For hepatitis B, entecavir and tenofovir are first-line treatments. For hepatitis C, sofosbuvir, a uridine nucleotide analog, was a breakthrough, achieving cure rates over 95% when combined with other direct-acting antivirals. Remdesivir, an adenosine analog, was used against SARS-CoV-2 during the COVID-19 pandemic.
Resistance Mechanisms
Resistance to nucleotide analogs develops through several mechanisms. Mutations in the target polymerase reduce analog binding while maintaining natural nucleotide incorporation. The M184V mutation in HIV reverse transcriptase confers resistance to lamivudine. Mutations that increase proofreading activity, such as in herpes simplex virus DNA polymerase, can excise incorporated analogs. Increased expression of the target enzyme, decreased activation, or increased efflux can also cause resistance.
Selectivity and Toxicity
Selectivity for viral or cancer cells depends on differences in kinase expression, polymerase specificity, and metabolic activation.

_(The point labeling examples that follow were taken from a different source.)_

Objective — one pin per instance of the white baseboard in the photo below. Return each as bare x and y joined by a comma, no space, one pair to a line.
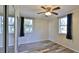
66,46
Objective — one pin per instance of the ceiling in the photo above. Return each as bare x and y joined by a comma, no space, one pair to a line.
32,10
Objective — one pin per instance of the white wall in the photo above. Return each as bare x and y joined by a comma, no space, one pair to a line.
40,32
61,38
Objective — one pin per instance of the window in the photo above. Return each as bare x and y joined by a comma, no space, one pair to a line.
27,25
63,25
1,24
10,24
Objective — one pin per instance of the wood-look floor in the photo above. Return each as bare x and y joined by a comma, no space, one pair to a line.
41,47
44,47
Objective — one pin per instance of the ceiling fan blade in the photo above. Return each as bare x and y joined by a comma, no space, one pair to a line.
54,13
40,12
43,7
56,8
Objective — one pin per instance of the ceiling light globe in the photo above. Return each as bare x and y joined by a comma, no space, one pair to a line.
48,13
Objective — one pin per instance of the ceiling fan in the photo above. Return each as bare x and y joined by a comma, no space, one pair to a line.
49,10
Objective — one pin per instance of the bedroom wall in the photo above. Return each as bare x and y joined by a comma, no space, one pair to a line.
40,32
61,38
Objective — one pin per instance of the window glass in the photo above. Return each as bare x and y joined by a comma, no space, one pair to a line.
63,25
27,25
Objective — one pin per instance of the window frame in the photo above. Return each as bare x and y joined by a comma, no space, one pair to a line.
28,26
8,25
60,25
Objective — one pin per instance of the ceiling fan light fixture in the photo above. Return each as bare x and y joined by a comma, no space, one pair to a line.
48,13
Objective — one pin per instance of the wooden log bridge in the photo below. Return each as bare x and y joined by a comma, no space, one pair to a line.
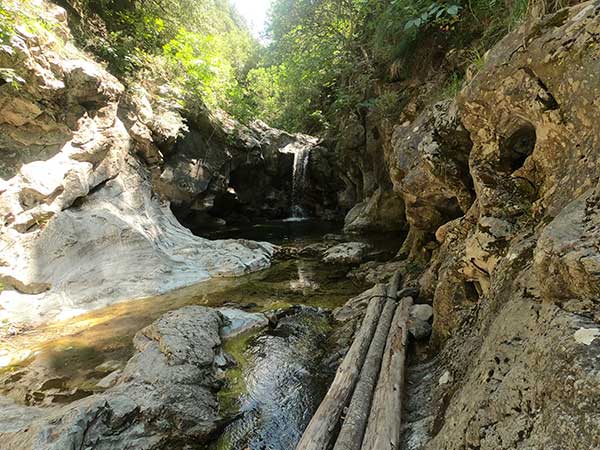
369,383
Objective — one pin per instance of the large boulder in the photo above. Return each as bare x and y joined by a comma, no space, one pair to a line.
81,223
165,397
515,281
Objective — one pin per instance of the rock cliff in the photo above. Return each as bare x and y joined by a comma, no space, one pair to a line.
501,191
90,173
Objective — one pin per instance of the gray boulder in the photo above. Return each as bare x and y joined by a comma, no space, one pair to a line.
166,396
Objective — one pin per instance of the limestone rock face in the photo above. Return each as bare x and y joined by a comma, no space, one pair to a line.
515,281
165,397
81,223
429,168
383,211
347,253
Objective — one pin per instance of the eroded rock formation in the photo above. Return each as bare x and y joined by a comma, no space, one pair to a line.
515,280
165,397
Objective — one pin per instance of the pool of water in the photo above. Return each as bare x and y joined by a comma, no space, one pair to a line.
280,377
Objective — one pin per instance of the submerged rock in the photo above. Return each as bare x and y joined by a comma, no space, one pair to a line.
81,223
165,397
240,322
348,253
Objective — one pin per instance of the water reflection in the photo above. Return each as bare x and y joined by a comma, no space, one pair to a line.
285,381
306,278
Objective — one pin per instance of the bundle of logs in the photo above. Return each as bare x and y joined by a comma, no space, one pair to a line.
368,387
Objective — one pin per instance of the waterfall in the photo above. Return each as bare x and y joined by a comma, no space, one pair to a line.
301,157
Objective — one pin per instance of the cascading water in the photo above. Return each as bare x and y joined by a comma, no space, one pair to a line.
301,157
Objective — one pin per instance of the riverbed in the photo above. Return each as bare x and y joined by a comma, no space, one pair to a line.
281,372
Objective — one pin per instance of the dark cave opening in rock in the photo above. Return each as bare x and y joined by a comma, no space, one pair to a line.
515,149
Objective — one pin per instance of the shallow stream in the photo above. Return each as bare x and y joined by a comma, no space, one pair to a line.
280,377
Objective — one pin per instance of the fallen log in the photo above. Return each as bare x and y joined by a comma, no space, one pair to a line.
384,425
355,422
320,430
354,425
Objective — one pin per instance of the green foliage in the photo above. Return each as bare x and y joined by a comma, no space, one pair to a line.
436,14
326,57
453,85
202,48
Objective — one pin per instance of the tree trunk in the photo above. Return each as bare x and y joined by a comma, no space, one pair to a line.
385,420
355,422
353,428
319,432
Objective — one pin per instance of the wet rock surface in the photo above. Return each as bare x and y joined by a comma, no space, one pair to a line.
79,202
347,253
165,397
284,380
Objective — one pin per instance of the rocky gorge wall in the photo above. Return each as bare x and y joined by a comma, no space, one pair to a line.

HSV thymidine kinase phosphorylates acyclovir much more efficiently than host cell kinases, providing selectivity. Cancer cells have altered nucleotide metabolism that increases analog activation.

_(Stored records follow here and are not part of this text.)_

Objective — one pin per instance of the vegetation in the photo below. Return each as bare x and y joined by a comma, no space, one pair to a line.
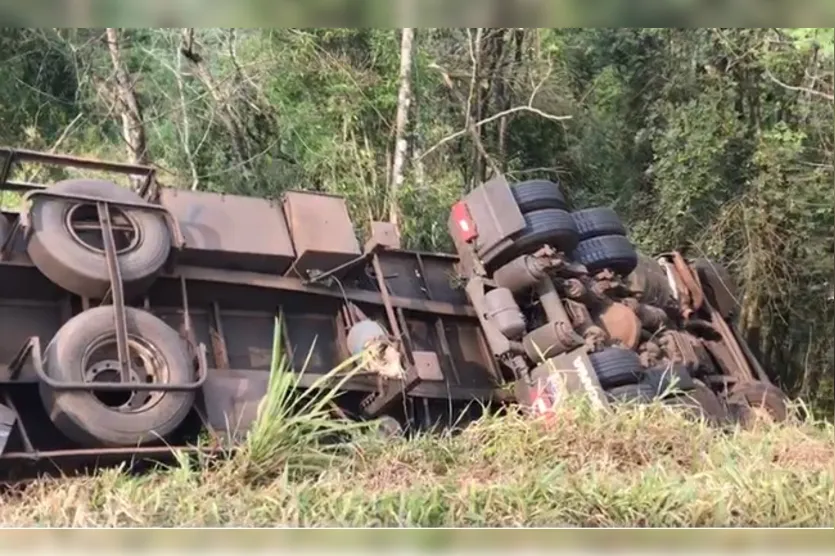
718,141
641,466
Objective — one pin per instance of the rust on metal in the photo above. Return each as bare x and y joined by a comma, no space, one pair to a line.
246,261
621,324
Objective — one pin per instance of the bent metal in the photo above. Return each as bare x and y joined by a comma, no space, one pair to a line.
132,319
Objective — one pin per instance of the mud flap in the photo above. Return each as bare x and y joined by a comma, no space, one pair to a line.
552,382
8,418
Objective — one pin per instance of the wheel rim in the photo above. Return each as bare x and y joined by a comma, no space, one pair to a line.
82,222
101,364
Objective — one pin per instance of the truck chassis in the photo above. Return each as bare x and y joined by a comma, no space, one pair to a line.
237,262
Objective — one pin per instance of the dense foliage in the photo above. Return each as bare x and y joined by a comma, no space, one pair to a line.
719,141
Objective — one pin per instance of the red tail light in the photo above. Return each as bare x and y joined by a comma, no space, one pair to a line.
463,222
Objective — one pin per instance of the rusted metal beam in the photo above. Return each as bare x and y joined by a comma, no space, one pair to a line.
290,284
24,155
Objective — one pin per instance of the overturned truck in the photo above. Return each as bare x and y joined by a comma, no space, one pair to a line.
132,319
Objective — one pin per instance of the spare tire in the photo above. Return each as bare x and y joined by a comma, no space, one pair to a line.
537,195
83,350
596,222
76,260
553,227
615,253
616,367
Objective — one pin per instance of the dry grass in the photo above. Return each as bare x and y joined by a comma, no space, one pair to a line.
642,466
639,466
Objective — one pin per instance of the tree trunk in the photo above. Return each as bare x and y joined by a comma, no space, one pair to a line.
401,122
133,127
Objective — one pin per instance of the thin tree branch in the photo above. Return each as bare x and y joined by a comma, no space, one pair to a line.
523,108
796,88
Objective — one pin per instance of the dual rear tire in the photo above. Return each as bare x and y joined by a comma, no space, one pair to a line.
67,246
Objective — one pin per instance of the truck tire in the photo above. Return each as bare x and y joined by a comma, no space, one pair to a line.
616,367
536,195
631,393
84,350
596,222
554,227
748,398
72,261
719,287
614,253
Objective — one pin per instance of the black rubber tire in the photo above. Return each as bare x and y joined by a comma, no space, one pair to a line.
74,267
554,227
598,221
669,379
719,287
536,195
757,394
615,253
81,416
616,367
631,393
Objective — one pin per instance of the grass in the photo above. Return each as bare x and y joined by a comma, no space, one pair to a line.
638,466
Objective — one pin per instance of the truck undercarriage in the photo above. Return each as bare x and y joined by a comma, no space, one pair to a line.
130,321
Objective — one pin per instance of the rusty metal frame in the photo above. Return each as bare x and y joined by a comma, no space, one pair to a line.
12,155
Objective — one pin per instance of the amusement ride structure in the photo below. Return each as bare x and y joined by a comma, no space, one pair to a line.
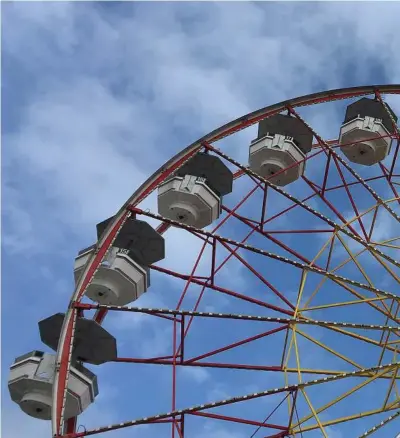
313,223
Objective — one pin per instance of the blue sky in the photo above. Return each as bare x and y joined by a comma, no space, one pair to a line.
96,96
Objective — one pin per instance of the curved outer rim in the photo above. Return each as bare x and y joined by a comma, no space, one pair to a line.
66,337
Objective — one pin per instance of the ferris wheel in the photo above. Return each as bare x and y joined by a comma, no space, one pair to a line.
289,290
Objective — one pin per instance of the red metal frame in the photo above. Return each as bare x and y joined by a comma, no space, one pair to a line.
181,326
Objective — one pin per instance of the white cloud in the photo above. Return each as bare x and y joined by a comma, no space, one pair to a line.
198,374
108,97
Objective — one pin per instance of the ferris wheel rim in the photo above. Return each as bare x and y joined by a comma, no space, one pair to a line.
63,354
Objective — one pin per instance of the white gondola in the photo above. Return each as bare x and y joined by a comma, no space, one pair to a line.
365,133
31,381
119,279
277,158
188,200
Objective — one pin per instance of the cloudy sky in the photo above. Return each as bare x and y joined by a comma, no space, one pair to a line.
95,98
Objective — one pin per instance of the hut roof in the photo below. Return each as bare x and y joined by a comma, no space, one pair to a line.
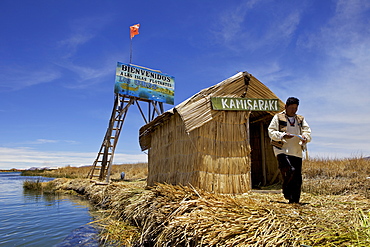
196,110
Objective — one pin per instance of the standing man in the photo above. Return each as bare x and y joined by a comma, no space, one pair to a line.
289,135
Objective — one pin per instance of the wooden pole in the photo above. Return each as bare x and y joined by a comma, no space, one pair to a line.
263,153
130,50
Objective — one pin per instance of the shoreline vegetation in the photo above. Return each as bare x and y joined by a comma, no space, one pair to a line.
334,209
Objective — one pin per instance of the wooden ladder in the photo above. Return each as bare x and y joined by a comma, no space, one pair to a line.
103,162
102,165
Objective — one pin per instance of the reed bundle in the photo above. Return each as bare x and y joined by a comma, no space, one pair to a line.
214,157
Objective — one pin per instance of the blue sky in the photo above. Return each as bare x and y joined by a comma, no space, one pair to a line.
58,60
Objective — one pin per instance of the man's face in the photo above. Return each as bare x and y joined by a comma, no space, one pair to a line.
291,110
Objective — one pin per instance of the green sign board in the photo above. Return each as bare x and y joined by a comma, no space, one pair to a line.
244,104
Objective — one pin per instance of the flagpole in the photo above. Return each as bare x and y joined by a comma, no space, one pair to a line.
130,50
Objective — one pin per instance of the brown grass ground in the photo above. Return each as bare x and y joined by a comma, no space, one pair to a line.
335,210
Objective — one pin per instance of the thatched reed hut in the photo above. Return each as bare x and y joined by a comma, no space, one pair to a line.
219,151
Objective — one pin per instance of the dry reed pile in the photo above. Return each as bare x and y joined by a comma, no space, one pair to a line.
337,176
168,215
337,214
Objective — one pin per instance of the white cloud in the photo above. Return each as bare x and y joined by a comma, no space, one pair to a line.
23,158
17,78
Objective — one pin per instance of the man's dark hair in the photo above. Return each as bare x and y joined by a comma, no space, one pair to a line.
291,101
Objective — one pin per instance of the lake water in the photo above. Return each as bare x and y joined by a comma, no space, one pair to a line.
33,219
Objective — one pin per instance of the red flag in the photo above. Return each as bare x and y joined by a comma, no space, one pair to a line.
134,30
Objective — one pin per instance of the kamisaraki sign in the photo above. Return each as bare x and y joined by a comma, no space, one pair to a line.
244,104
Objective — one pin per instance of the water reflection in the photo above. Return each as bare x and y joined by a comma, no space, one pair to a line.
30,218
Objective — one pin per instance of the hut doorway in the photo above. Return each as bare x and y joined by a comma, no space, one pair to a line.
264,167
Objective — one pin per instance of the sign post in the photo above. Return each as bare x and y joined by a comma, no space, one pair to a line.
244,104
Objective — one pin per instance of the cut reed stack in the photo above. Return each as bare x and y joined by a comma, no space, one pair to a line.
210,149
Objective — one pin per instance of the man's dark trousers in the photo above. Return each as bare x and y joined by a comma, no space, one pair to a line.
291,171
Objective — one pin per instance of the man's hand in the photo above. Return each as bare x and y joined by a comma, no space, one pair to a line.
288,136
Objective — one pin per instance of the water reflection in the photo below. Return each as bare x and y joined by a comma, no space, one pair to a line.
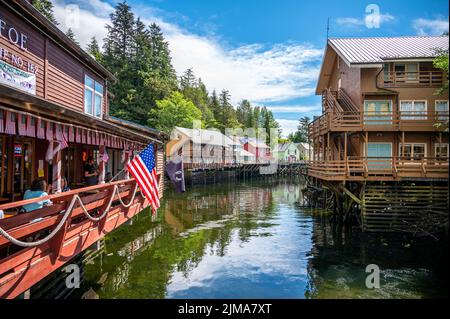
251,240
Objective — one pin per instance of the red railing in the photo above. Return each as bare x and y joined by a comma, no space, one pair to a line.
376,121
386,168
22,267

Toxicity arises from incorporation into mitochondrial or nuclear DNA of normal cells. Mitochondrial toxicity from NRTIs causes lactic acidosis, peripheral neuropathy, and lipodystrophy. Myelosuppression is common with anticancer nucleoside analogs. Hand-foot syndrome occurs with 5-FU. Drug interactions can occur through competition for activation or degradation pathways.
Prodrug Strategies
Prodrug approaches improve oral bioavailability, cellular uptake, and activation. Valacyclovir is the valyl ester prodrug of acyclovir with improved oral absorption. Tenofovir alafenamide is a phosphonamidate prodrug that delivers tenofovir more efficiently to target cells. Baloxavir marboxil is a prodrug of a cap-dependent endonuclease inhibitor for influenza. These strategies continue to improve the therapeutic index of nucleotide analogs.